Was unser Team Bioökonomie dazu meint

Der Rat für technologische Souveränität hat ein neues Impulspapier veröffentlicht. Darin zeigt er das Potenzial von Materialien auf, die auf Pflanzen, Mikroorganismen oder anderen natürlichen Quellen basieren. Für uns als Team Bioökonomie von Umwelttechnik BW ist das ein spannender Beitrag zur aktuellen Diskussion, denn genau an dieser Schnittstelle arbeiten auch wir mit Fokus auf Industrie und Kreislaufwirtschaft.

Was uns besonders gut gefällt

Biobasierte Materialien als Chance für mehr Unabhängigkeit

Das Papier macht überzeugend deutlich: Wenn wir mehr Materialien aus erneuerbaren Rohstoffen herstellen, müssen wir weniger fossile Rohstoffe wie bspw. Erdöl und Erdgas importieren. Das stärkt die Unabhängigkeit unserer Industrie. Gerade jetzt ist das ein entscheidender Vorteil in geopolitisch unsicheren Zeiten. Diese Verknüpfung von Umwelt, Wirtschaft und Sicherheit halten wir für besonders gelungen. Besonders eindrucksvoll ist das Beispiel Anilin: Dieser Stoff kann bereits im Tonnenmaßstab biotechnologisch hergestellt werden und ersetzt petrochemische Grundstoffe – ein zentraler Schritt zur Substitution fossiler Ressourcen.

Viele konkrete Beispiele aus dem Alltag

Positiv hervorzuheben ist, dass das Papier nicht bei theoretischen Ansätzen stehen bleibt, sondern zahlreiche Anwendungen biobasierter Materialien aufzeigt, beispielsweise in Verpackungen, Textilien oder Baustoffen. Das macht das Thema auch für Unternehmen, die sich erst am Anfang befinden greifbar. Gerade im Verpackungsbereich sehen wir großes Potenzial: Biokunststoffe wie PLA (Polymilchsäure) haben im Vergleich zu erdölbasierten Kunststoffen meist eine deutlich bessere CO₂-Bilanz.
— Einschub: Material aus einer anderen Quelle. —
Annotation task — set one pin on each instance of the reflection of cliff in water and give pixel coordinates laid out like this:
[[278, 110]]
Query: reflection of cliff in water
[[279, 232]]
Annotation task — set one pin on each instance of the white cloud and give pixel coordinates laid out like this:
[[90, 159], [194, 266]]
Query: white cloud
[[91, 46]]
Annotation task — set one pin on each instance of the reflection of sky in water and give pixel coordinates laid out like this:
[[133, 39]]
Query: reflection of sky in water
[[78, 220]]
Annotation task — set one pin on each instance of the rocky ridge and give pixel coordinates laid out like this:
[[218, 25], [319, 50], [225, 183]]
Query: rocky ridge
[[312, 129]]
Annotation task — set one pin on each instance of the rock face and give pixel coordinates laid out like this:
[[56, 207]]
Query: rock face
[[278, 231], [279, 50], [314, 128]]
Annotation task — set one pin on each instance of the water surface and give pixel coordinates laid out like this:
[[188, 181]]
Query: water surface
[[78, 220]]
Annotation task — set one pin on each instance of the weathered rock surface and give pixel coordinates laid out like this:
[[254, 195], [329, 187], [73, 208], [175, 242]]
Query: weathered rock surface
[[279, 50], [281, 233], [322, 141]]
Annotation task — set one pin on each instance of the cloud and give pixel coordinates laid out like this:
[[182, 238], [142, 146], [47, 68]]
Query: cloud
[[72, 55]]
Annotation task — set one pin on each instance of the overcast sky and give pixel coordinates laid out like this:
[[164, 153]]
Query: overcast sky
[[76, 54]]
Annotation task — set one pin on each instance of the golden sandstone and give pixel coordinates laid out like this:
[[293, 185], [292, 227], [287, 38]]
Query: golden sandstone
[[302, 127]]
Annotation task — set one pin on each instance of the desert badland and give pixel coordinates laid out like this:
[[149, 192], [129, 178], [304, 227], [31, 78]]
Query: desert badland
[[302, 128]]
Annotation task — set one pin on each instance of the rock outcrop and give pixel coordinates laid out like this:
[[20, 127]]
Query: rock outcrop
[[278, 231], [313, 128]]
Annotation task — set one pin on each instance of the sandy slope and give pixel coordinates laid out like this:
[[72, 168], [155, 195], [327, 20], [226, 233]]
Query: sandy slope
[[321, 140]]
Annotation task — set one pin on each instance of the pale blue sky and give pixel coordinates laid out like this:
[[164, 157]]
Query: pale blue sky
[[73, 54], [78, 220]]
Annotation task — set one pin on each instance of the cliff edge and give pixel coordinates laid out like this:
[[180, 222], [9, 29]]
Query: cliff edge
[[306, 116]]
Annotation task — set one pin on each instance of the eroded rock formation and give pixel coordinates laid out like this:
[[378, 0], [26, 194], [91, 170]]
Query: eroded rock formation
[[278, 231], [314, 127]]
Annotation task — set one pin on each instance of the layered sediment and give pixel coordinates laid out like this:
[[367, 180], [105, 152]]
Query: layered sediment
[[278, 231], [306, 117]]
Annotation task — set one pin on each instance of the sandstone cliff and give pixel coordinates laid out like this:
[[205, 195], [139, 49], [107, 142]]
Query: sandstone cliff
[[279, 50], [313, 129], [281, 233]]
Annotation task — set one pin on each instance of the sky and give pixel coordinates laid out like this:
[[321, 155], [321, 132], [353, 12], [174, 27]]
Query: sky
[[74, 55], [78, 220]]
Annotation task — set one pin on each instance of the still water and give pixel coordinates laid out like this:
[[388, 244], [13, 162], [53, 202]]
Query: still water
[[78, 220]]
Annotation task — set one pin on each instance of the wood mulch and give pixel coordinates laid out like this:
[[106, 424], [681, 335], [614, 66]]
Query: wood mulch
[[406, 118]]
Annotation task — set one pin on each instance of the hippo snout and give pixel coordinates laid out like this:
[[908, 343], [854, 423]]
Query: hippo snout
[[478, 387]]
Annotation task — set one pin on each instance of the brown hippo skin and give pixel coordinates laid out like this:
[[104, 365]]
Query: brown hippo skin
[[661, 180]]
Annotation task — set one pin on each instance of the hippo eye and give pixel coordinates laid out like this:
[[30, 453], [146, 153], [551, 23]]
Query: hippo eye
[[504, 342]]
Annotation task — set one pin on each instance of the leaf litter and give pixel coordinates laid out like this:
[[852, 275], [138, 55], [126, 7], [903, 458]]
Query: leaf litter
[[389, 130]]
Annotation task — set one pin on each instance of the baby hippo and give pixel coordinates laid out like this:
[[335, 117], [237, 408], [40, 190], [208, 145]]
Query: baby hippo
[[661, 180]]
Forschung als Motor für Veränderung

Ob Enzyme, Mikroorganismen oder Hightech-Prozesse mit Computermodellen: Natur und Technik können gemeinsam viel bewegen. Entscheidend ist, Forschung und Innovation voranzutreiben, um neue Lösungen in die Anwendung zu bringen.

Ein Beispiel: Die Herstellung von Vitamin B2 durch Biokatalyse reduziert im Vergleich zur klassischen Synthese die CO₂-Emissionen, die Produktionskosten und die entstehenden Abfälle erheblich. In Baden-Württemberg wird im Projekt „BioSinn“ der Hochschule Reutlingen unter anderem an funktionalen biobasierten Verpackungen geforscht. Auch die Universität Hohenheim ist führend in der Entwicklung lignocellulosebasierter Wertstoffe.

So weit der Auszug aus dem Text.